Driving position and dashboard
It's easy to get comfortable in the Tucson. There’s a wide range of seat adjustment and the steering column moves for both height and reach, so it's not hard to find your optimum driving position. The seats are soft yet just about supportive enough to avoid inducing backache on longer trips, so few should have any gripes.
Driver's seat height adjustment is standard across the range, as is a front armrest. If you move up to SE Nav trim, you get electric lumbar adjustment as standard for the driver, too, that further improves comfort. Boosting the Tucson's ease of use are its sensibly placed and easily interpreted controls.
Visibility, parking sensors and cameras
Forward visibility is decent by class standards. Your view out of the side windows is generally good, too, although the front pillars can obscure your view at junctions. In the rear, the rising window line means shorter rear passengers don’t enjoy a great view.

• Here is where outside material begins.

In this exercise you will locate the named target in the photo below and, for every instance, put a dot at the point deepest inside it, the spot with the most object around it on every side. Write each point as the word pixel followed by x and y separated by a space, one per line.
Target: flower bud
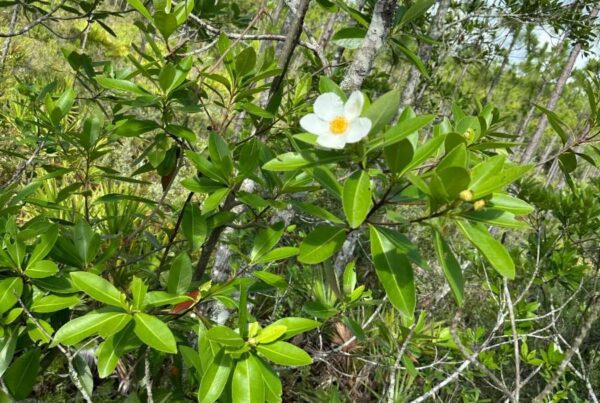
pixel 478 205
pixel 466 195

Entry-level S Connect versions get a reversing camera as standard, while SE Nav comes with rear parking sensors and Premium adds front parking sensors to that. If you splash out on a top-spec Premium SE model, you'll also get a parking assistance system that aids parallel and bay parking.
Sat nav and infotainment
Even entry-level S Connect trim gets a 7.0in touchscreen infotainment system with Bluetooth, a USB socket and a DAB radio, as well as Apple CarPlay and Android Auto smartphone mirroring. This prevents the cheapest versions of the Tucson from feeling too basic.
We’ve only tried the bigger 8.0in touchscreen that you get with SE Nav models or above. It's quick to respond to presses and easy to use. Wheel-mounted audio and phone controls are standard across the range.
The Tucson is solidly and precisely built, but its interior is let down by the presence of too many hard and unappealing materials.
The dashboard, for example, is mostly made of solid, unyielding grey plastic. Lots of plastics lower down in the interior are easily marked, too – this isn't ideal for those intending to use the car as a family vehicle.
Higher-spec versions look and feel more upmarket inside, but rivals such as the Nissan Qashqai and Seat Ateca are still much classier.